Nos últimos dias de Dezembro, o executivo de Matosinhos aprovou uma alteração ao regulamento do seu programa de forma a acrescentar às habitações já existentes (como as casas devolutas ou as que estavam em AL) também as “habitações a edificar para os fins previstos no regulamento”. A autarquia liderada por Luísa Salgueiro justifica a alteração do regulamento “com o interesse manifestado por alguns promotores imobiliários, nomeadamente através de construção de novos fogos, com o intuito de afectação a este fim”.
De acordo com as informações avançadas ao PÚBLICO pelo município, foram quatro os promotores imobiliários que contactaram a Câmara de Matosinhos a manifestarem a intenção de construir imóveis para os colocar neste programa. Nesta fase, há já dois promotores imobiliários com intenções concretas de construção até 2023 de mais de 150 habitações e em breve vão ser assinados os contratos-promessa com o município.
Um dos promotores interessados, apurou o PÚBLICO, é a Nexity, que tem um projecto para o loteamento dos terrenos da antiga Facar, em Leça da Palmeira. A Câmara de Matosinhos prepara-se para viabilizar a construção de 100 habitações. De acordo com o regulamento, o contrato terá um prazo de arrendamento superior aos cinco anos definidos na lei, e necessariamente inferior a 30 anos, para cumprir o articulado do Código Civil. E no contrato-promessa deverá constar que as rendas que se aplicam na data da assinatura, correspondente à localização e às tipologias, podem sofrer alterações por aplicação do coeficiente de actualização de rendas publicado anualmente para o efeito. Assim, no momento da contratualização dos contratos de arrendamento poderão ser diferentes os valores da renda, assume fonte da autarquia.
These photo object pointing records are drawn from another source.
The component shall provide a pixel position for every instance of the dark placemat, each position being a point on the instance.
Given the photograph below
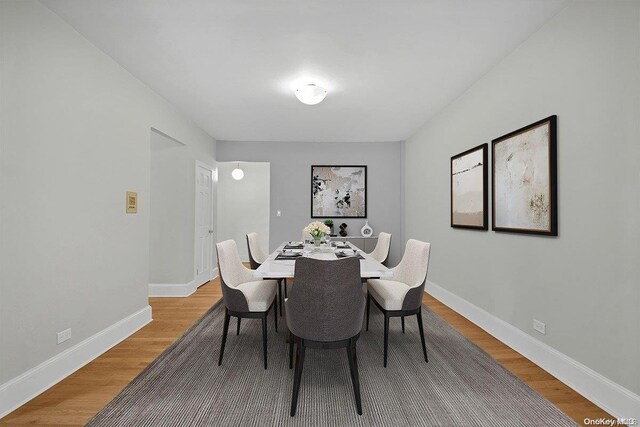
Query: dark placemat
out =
(281, 257)
(342, 255)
No caso da Câmara do Porto, o executivo liderado por Rui Moreira pretende arrendar até 500 imóveis ao abrigo do programa Porto com Sentido e está para isso a preparar um novo concurso, que terá como novidade, disse ao PÚBLICO fonte do município, “a possibilidade de proceder a um adiantamento de rendas”, para permitir ao proprietário a realização de pequenas intervenções de renovação e beneficiação dos imóveis. Uma tentativa que também já foi feita por Fernando Medina, na Câmara de Lisboa, prevendo a possibilidade de pagar até três anos de renda adiantada.
Rui Moreira está também a preparar outro concurso para celebração de contratos-promessa de arrendamento habitacional, de imóveis localizados em áreas de reabilitação urbana, os quais serão, após a conclusão das respectivas obras de reabilitação ou edificação, convertidos em contratos de arrendamento definitivos.
A Câmara do Porto está disposta a realizar até 200 contratos-promessa, desde que seja apresentado, no mínimo, como comprovativo, um projecto de arquitectura aprovado. “Esta modalidade é um incentivo para os investidores e promotores potenciarem a oferta de arrendamento acessível na cidade. A par deste impulso, está a ser estudado um regime de redução de taxas urbanísticas e de licenciamento”, explica fonte do executivo. No caso dos contratos-promessa de arrendamento, permite-se a celebração, findas as obras de edificação ou reabilitação, de contratos de arrendamento até um período de dez anos, o que “conferirá estabilidade à rentabilidade futura dos imóveis”.